Even when states do include LGBTQ+ questions, the options can feel like choosing between half-truths. Many surveys stick to a limited menu: lesbian, gay, bisexual, transgender. If you’re nonbinary, asexual, pansexual, or identify with any label that doesn’t neatly fit, you're often left with that ever-expansive category of other. Some surveys bypass identity entirely, focusing on behavior: Have you had same-sex partners? Are you male-to-female transgender? It’s an approach that might capture certain health risks, but it flattens identity into a checklist of actions. A bisexual woman in a relationship with a man vanishes from the data. A queer person who hasn’t been sexually active recently? Invisible. And so, little by little, the diversity of LGBTQ+ lives slips through the cracks.

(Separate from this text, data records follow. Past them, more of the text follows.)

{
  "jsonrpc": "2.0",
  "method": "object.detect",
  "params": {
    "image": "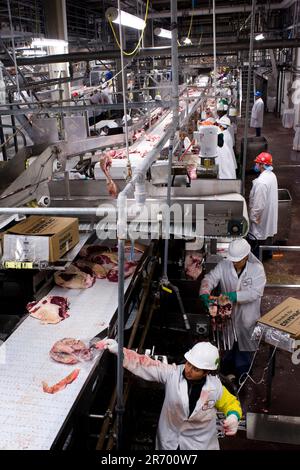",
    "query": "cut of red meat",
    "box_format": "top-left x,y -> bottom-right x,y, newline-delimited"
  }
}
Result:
89,252 -> 118,272
79,245 -> 110,258
54,264 -> 96,289
42,369 -> 80,393
100,150 -> 118,197
26,295 -> 69,323
184,252 -> 203,280
49,338 -> 93,364
75,259 -> 106,279
107,261 -> 136,282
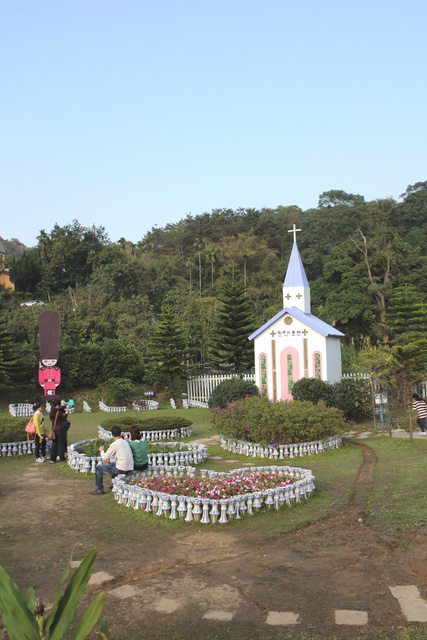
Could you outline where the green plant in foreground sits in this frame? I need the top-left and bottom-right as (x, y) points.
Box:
(0, 547), (109, 640)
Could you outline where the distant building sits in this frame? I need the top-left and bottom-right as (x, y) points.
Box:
(0, 240), (15, 291)
(249, 225), (344, 400)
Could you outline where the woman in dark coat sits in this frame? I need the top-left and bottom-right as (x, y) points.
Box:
(49, 400), (67, 464)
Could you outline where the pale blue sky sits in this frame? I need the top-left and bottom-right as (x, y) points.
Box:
(0, 0), (427, 246)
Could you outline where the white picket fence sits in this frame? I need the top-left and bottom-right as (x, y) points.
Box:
(99, 401), (126, 413)
(9, 403), (34, 418)
(187, 373), (369, 406)
(187, 373), (255, 402)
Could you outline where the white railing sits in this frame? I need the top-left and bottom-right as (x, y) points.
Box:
(341, 373), (370, 380)
(182, 399), (209, 409)
(220, 435), (342, 460)
(0, 440), (52, 458)
(98, 422), (192, 442)
(9, 403), (34, 418)
(113, 465), (315, 524)
(99, 400), (126, 413)
(187, 373), (369, 406)
(132, 400), (159, 411)
(187, 373), (255, 402)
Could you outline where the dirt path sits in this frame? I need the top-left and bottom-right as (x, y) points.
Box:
(0, 444), (427, 640)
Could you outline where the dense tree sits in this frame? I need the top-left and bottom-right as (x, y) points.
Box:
(210, 267), (254, 377)
(0, 182), (427, 396)
(0, 313), (29, 389)
(149, 306), (187, 397)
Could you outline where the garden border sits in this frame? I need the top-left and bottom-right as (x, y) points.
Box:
(113, 465), (315, 524)
(220, 435), (342, 460)
(98, 424), (193, 442)
(0, 440), (52, 458)
(67, 438), (208, 473)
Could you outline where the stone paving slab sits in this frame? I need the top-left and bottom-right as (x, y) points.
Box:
(89, 571), (114, 586)
(154, 598), (181, 613)
(265, 611), (301, 626)
(108, 584), (139, 600)
(335, 609), (368, 627)
(390, 585), (427, 622)
(390, 584), (421, 598)
(203, 611), (234, 622)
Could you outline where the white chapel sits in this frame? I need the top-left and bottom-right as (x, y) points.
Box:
(249, 224), (344, 400)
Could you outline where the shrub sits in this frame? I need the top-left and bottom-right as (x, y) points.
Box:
(101, 416), (193, 431)
(0, 416), (30, 442)
(292, 378), (372, 420)
(208, 378), (259, 409)
(333, 378), (372, 420)
(292, 378), (334, 407)
(210, 397), (346, 445)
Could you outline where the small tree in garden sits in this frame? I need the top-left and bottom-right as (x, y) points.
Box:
(150, 306), (187, 394)
(209, 267), (254, 378)
(383, 285), (427, 439)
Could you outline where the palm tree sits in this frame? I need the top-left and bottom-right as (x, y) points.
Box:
(185, 256), (194, 291)
(206, 247), (216, 286)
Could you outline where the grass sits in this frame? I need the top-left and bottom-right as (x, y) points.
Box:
(365, 436), (427, 535)
(0, 408), (427, 640)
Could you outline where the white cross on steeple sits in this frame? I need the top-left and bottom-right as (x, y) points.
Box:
(288, 222), (301, 242)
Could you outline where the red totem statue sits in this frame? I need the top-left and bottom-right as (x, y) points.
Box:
(39, 311), (61, 398)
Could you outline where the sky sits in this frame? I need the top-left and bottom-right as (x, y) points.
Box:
(0, 0), (427, 247)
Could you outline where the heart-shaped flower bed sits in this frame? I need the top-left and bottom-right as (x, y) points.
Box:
(113, 466), (315, 524)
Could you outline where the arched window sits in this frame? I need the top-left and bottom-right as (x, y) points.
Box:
(280, 347), (300, 400)
(259, 353), (268, 398)
(313, 351), (322, 380)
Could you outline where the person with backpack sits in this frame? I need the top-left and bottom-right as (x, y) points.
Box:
(33, 402), (47, 462)
(412, 393), (427, 436)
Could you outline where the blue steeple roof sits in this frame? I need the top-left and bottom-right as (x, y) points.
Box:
(283, 242), (309, 288)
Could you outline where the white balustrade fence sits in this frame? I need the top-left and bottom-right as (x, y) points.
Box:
(9, 403), (34, 418)
(220, 435), (342, 460)
(113, 466), (315, 524)
(67, 433), (208, 476)
(98, 425), (193, 442)
(132, 400), (159, 411)
(182, 399), (209, 409)
(0, 440), (52, 458)
(99, 400), (126, 413)
(187, 373), (369, 406)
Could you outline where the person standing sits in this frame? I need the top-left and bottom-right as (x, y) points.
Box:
(128, 426), (148, 471)
(412, 393), (427, 436)
(33, 402), (47, 462)
(49, 400), (67, 464)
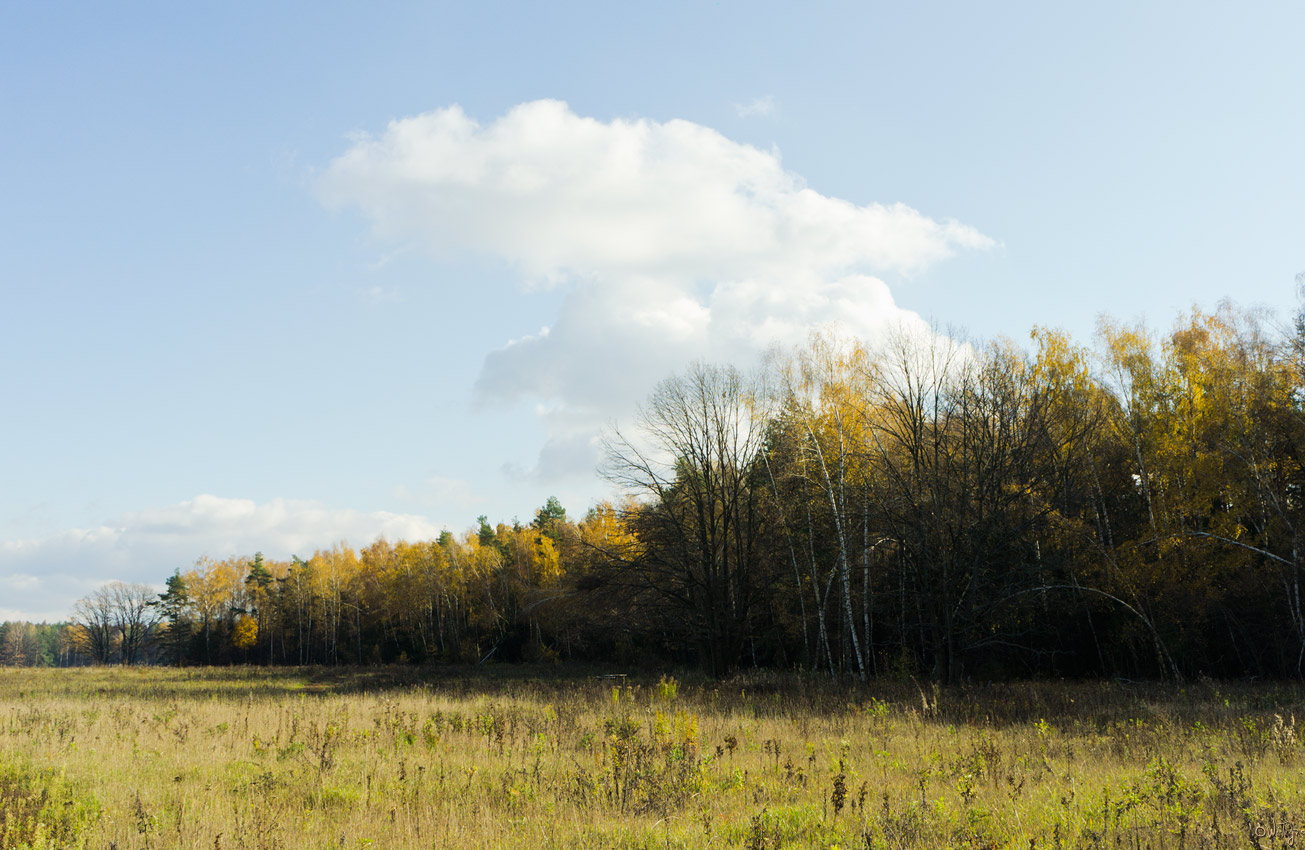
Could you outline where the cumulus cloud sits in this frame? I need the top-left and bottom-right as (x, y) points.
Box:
(317, 101), (993, 479)
(0, 495), (440, 620)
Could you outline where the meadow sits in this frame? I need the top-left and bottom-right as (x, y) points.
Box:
(0, 666), (1305, 850)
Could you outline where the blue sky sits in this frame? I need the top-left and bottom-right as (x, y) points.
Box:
(0, 1), (1305, 619)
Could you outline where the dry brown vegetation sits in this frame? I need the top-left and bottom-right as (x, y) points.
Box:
(0, 669), (1305, 850)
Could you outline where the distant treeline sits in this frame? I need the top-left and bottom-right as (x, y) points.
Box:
(0, 622), (91, 667)
(33, 304), (1305, 682)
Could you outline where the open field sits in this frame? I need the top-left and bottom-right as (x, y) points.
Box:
(0, 669), (1305, 850)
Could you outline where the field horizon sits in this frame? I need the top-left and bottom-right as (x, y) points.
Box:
(0, 665), (1305, 850)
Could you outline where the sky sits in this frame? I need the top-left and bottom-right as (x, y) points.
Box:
(0, 0), (1305, 620)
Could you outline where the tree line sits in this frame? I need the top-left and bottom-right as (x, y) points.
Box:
(17, 296), (1305, 682)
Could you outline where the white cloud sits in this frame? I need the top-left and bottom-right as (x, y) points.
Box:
(733, 94), (775, 118)
(317, 99), (993, 479)
(0, 495), (440, 619)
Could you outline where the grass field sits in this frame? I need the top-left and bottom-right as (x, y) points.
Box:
(0, 667), (1305, 850)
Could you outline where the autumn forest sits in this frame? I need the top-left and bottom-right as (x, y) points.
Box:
(10, 303), (1305, 683)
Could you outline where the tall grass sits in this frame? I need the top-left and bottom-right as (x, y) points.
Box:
(0, 669), (1305, 850)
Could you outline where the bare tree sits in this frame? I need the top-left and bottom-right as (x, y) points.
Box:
(73, 585), (116, 665)
(106, 581), (159, 665)
(604, 364), (770, 675)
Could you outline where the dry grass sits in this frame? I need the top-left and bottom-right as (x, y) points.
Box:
(0, 669), (1305, 850)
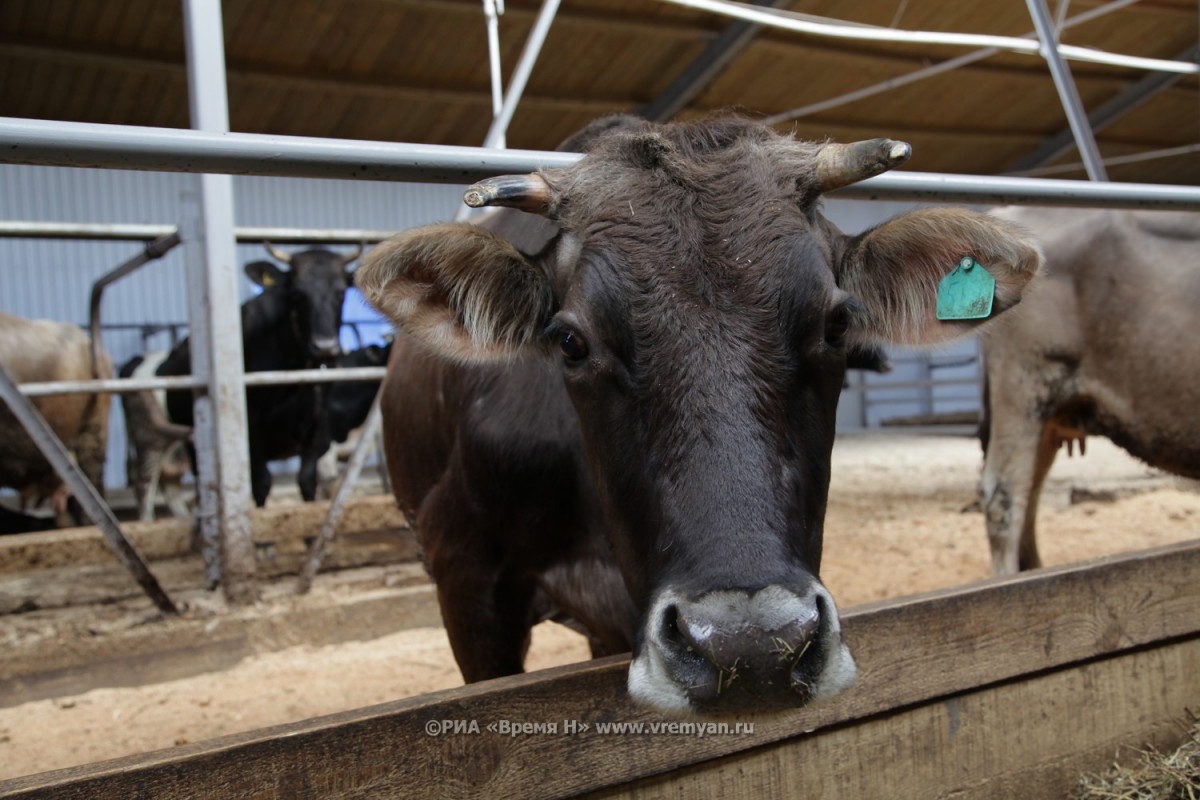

These data gaps aren't just statistical nuisances – they have real-world consequences. Without accurate information, policymakers and advocates cannot address the mental health crisis facing LGBTQ+ youth, the barriers to healthcare that transgender individuals face, or the health disparities that cut across race, class, and geography. And when data collection is optional, so is accountability. After all, it's easier to ignore a problem if you never count it in the first place.
Of course, measuring identity was never going to be simple. Categories, by definition, draw lines: between who belongs and who doesn't, between what counts and what gets left out. For a community defined as much by its resistance to labels as by the labels themselves, those lines have always been a bit blurry. But the challenge isn't just technical – it's philosophical. Measurement is never neutral. The categories we use are shaped by history, politics, and culture. When health surveys offer a handful of static labels, they're reflecting a particular worldview: one that often treats identity as a fixed trait rather than a fluid, evolving experience.
So what would it look like to measure LGBTQ+ identities differently? It would mean acknowledging that identity is more than a series of checkboxes. It’s a relationship with oneself, with a community, and with the world. It would mean designing surveys that capture the richness of queer experiences without reducing them to boxes. And yes, it would mean holding states accountable when they choose to leave their LGBTQ+ populations out of the picture.
But measurement, for all its flaws, still matters. As anyone who's ever been told their identity doesn't count can tell you, being counted is a form of recognition. It’s a reminder that your experiences are part of the broader story. A story that deserves to be told in full.
This is where my research as an MPhil candidate in Health, Medicine, and Society comes into focus. As a philosopher of science, I study the tension between identity and measurement and the challenge of defining LGBTQ+ categories in ways that capture both individual experience and collective belonging. It’s a question that feels particularly urgent during LGBTQ+ History Month, a time to reflect not only on where we’ve been but also on the tools we use to shape where we’re going. After all, categories are not fixed. They evolve, shaped by the communities they represent and the histories they carry. And when we critically examine these categories, we open the door to more accurate, more inclusive ways of understanding who we are – and who we have the potential to become.
So as we mark LGBTQ+ History Month, I invite you to consider the categories that shape our world. How do the boxes we check (on surveys, in policies, in everyday conversations) shape what we see and what we ignore? And how might rethinking those categories help us imagine a future where every LGBTQ+ person, in all their complexity, is not just counted but truly understood?
In the end, the question isn’t whether we should measure LGBTQ+ identities. It’s whether we can do so in a way that captures the full richness of who we are without making anyone disappear in the process.